The 2018–19 season started little better than the preceding, and by mid-January the team had a 23–24–3 record, on course to miss the playoffs again. The Oilers announced his firing on January 22, 2019. His last action as general manager had been to sign Finnish goaltender Mikko Koskinen to a three-year, $13.5 million contract despite his having played less than a season in the NHL. While team executive Bob Nicholson would subsequently claim that the contract extension for Koskinen had been a group decision of management, many in the media speculated that its proximity to Chiarelli's firing were indicative of a causal connection. The contract was later called "Chiarelli's last salvo," hampering the team's goaltending budget and capacity in the seasons that followed.

===Later years===
In September of 2021, Chiarelli was hired by the St. Louis Blues as vice president of hockey operations. He later interviewed for the position of general manager of the Chicago Blackhawks, but the franchise ultimately hired Kyle Davidson for that position. In March of 2026 Chiarelli left the St. Louis Blues organization to pursue other opportunities.

==Personal life==
Chiarelli resides in Boston. He is the son of hockey player Frank Chiarelli, his uncle is former Mayor of Ottawa Bob Chiarelli, and is also related to former Ottawa City Councillor Rick Chiarelli.

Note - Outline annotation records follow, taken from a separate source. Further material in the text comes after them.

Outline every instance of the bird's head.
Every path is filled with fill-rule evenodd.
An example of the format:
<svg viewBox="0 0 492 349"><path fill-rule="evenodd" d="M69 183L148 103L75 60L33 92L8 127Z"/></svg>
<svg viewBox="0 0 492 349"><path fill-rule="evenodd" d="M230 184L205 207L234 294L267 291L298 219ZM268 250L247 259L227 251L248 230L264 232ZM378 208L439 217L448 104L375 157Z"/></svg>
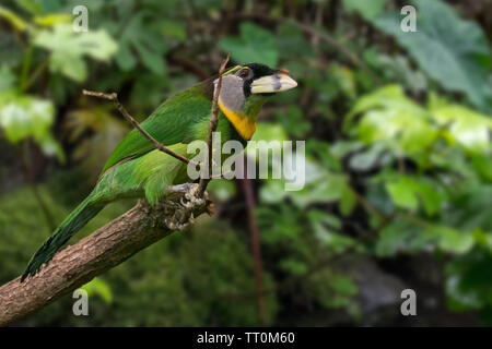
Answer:
<svg viewBox="0 0 492 349"><path fill-rule="evenodd" d="M219 79L213 81L216 88ZM267 97L297 86L289 71L265 64L236 65L222 74L219 107L241 136L249 140Z"/></svg>

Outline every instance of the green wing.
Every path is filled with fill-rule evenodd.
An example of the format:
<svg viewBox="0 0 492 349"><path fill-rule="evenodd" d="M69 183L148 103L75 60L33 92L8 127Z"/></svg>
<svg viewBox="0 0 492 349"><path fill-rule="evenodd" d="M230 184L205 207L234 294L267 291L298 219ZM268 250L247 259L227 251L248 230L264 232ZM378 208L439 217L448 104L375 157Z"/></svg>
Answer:
<svg viewBox="0 0 492 349"><path fill-rule="evenodd" d="M163 145L176 144L189 137L190 127L210 116L211 105L203 93L203 84L199 84L164 101L141 127ZM102 174L112 166L154 148L148 139L133 129L113 151Z"/></svg>

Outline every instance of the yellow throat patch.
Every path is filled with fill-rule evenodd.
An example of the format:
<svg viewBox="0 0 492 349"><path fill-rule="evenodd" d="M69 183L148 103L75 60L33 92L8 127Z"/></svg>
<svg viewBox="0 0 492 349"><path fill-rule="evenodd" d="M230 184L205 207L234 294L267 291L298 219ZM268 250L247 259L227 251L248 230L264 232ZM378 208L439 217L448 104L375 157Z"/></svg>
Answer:
<svg viewBox="0 0 492 349"><path fill-rule="evenodd" d="M231 121L231 123L234 125L237 133L239 133L241 136L246 141L249 141L256 131L256 120L250 120L248 117L244 115L232 111L231 109L225 107L220 100L219 107L221 108L225 117L229 119L229 121Z"/></svg>

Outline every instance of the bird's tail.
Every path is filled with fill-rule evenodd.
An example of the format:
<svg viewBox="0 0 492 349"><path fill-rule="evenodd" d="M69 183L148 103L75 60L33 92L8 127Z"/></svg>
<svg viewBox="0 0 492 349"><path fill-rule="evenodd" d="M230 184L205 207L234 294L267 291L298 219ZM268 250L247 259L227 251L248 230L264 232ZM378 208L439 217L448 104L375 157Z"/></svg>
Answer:
<svg viewBox="0 0 492 349"><path fill-rule="evenodd" d="M95 215L104 208L104 205L96 205L89 195L58 226L55 232L33 255L21 277L21 282L31 275L35 275L40 266L51 261L54 255L70 240L71 237Z"/></svg>

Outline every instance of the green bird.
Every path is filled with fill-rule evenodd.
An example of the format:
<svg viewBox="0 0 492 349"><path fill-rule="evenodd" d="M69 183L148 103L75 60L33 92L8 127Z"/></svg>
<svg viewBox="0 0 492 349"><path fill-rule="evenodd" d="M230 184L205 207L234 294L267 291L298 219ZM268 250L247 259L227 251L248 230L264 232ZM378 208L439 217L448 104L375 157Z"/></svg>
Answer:
<svg viewBox="0 0 492 349"><path fill-rule="evenodd" d="M184 157L187 145L207 140L216 77L208 79L165 100L141 127L167 148ZM236 140L245 145L255 133L258 112L274 93L297 83L285 70L259 63L236 65L222 75L219 95L221 142ZM89 196L60 224L31 258L21 277L35 275L54 255L110 202L145 197L159 203L171 185L190 182L186 164L160 152L133 129L107 159L97 184Z"/></svg>

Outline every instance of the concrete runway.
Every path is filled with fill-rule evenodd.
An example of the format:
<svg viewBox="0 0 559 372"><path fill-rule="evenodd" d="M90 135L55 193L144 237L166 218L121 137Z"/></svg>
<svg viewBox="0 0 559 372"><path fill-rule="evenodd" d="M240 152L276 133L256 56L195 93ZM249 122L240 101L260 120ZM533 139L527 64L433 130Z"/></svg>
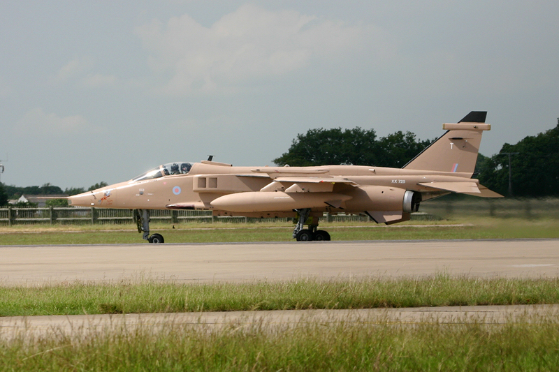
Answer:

Chiarelli's brother Mike Chiarelli joined the Boston Bruins as a scout in 2007.

Chiarelli obtained his law degree from the University of Ottawa in 1991.

His daughter, Talia Chiarelli, was a member of the Canadian National Gymnastics Team and in 2012 accepted a scholarship at the University of Michigan. His son, Cameron, played club hockey at Harvard University.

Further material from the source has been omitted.